# PyPSA Statistics Module Training

A guided ~40-min session exploring `n.statistics` — PyPSA's high-level API for
querying costs, capacities, energy flows, and market metrics from optimized networks.

We use `pypsa.examples.carbon_management()`, a sector-coupled European energy system
from a [Nature Energy paper](https://www.nature.com/articles/s41560-025-01752-6) on
H₂/CO₂ network strategies (2164 buses, 89 carriers, 20 days at 3h resolution).

# Motivation

Imagine a collegue sends you a pypsa network, that you should inspect.... things that you might want to do in the start is **understanding** the network.

In [None]:
import pypsa
import pandas as pd

n = pypsa.examples.carbon_management()

In [None]:
n

In [None]:
n.buses.carrier.value_counts()

**Potential Chain of Thought:**

---

*How should I inspect this? there is so much going on...*


*Okay, let's start with `n.generators.p_nom.grouby(n.generators.carrier)` and then do that for links*

*and then stores - ahh(!) stores have a different attribute `n.stores.e_nom`*

*Ah wait it is `p_nom_opt` / `e_nom_opt` anyway that I should look into......*

---

Then you realize, you've been there multiple times and you remember that this can be cumbersome, often error-prone and verbose. 

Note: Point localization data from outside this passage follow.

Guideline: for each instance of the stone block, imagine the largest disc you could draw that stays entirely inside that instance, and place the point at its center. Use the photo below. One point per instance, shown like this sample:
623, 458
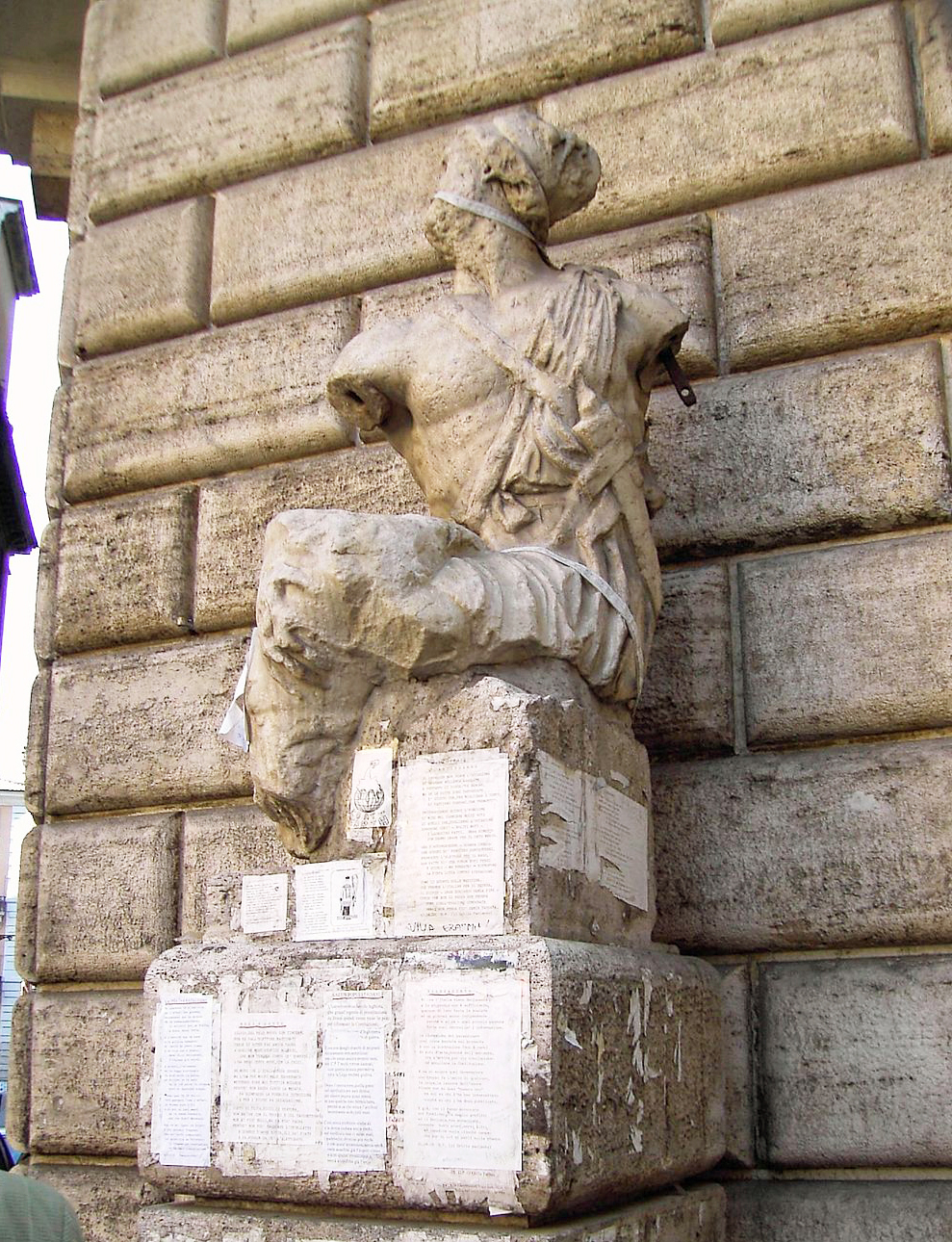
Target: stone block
756, 107
856, 1067
673, 257
933, 22
687, 697
620, 1074
260, 21
838, 1211
85, 1066
82, 932
695, 1213
733, 20
792, 288
125, 570
831, 847
140, 727
207, 403
325, 229
223, 841
856, 442
282, 105
106, 1198
738, 1080
870, 651
142, 39
235, 510
145, 278
433, 61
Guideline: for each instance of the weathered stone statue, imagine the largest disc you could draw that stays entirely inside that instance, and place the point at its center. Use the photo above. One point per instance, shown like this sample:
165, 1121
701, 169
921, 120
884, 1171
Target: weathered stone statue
519, 403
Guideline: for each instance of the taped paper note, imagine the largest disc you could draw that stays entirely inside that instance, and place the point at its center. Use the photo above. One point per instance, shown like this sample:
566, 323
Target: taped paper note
334, 900
181, 1091
355, 1033
461, 1092
264, 903
449, 876
269, 1077
372, 792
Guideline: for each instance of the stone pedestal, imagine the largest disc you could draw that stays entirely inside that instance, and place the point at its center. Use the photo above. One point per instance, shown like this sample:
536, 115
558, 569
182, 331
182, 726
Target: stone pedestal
555, 1065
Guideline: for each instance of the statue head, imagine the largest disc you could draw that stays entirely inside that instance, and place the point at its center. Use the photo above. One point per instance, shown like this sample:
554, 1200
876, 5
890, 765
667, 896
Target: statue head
518, 166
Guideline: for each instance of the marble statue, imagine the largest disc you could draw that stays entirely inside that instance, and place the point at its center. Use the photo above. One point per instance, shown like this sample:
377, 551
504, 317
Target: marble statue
519, 405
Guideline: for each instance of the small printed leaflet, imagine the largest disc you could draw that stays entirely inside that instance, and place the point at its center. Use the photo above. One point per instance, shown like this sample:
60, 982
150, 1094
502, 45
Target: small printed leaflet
264, 903
449, 876
372, 792
334, 900
269, 1078
355, 1035
461, 1092
181, 1087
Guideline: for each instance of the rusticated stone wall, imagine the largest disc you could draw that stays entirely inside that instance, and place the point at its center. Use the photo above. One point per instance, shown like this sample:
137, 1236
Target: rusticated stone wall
248, 189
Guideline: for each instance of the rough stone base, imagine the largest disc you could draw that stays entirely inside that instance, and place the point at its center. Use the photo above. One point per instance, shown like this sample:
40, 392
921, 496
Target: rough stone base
693, 1216
621, 1074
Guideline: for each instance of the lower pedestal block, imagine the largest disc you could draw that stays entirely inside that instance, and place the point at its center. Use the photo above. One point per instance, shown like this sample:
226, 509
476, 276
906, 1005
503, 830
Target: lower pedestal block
691, 1216
509, 1075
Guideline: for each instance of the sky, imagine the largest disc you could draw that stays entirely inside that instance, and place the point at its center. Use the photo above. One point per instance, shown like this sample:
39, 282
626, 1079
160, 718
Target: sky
34, 380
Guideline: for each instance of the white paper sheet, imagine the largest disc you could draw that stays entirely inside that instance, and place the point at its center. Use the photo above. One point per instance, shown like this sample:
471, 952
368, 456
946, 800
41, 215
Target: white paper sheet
181, 1086
449, 876
269, 1077
334, 900
264, 903
372, 792
461, 1091
622, 843
356, 1026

This is why we created the **statistics** module.


# Statistics Module


The **summary table** `n.statistics()` gives a quick overview of all metrics at once.

In [None]:
n.statistics()

`n.statistics` provides a consistent, high-level API that handles component iteration, port mapping, and carrier grouping automatically.
(`n.stats` is available as a shorthand alias for `n.statistics`.)

Each method can be called individually or explored via the summary table:

| Category | Methods |
|---|---|
| **Costs** | `capex()`, `installed_capex()`, `expanded_capex()`, `opex()`, `system_cost()` |
| **Capacity** | `installed_capacity()`, `optimal_capacity()`, `expanded_capacity()`, `capacity_factor()` |
| **Energy** | `supply()`, `withdrawal()`, `energy_balance()`, `transmission()`, `curtailment()` |
| **Market** | `prices()`, `revenue()`, `market_value()` |

Every method accepts the same filtering and grouping parameters:

| Parameter | Description |
|---|---|
| `groupby` | String, list, or callable — how to group results (default: `"carrier"`) |
| `groupby_method` | Aggregation function (`"sum"` (default), `"mean"`, …) |
| `groupby_time` | `"sum"`, `"mean"`, or `False` for time series — default varies by method |
| `components` | Filter to specific component types |
| `carrier` | Filter by carrier name (internal name) |
| `bus_carrier` | Filter by the carrier of the bus |
| `nice_names` | Use human-readable carrier names (default: `True`) |

Note: `prices()` has a simplified interface — `groupby` and `groupby_time` are booleans,
and it does not accept `carrier` or `components` (harmonized in upcoming v1.1).

That's a lot of info, let's see it in action! 

## Cost Analysis

Three cost methods form a hierarchy: 

- **capex** (capital = installed_capex + expanded_capex)
- **opex** (operational)
- **system_cost** (capex + opex combined)

Additionally, `installed_capex` and `expanded_capex` break down capital costs
by existing vs newly built capacity.

In [None]:
capex = n.statistics.capex() # returns a series
capex

In [None]:
opex = n.statistics.opex()
opex.head(10)

In [None]:
system_cost = n.statistics.system_cost()
print(f"Total system cost: {system_cost.sum() / 1e9:.1f} bn €")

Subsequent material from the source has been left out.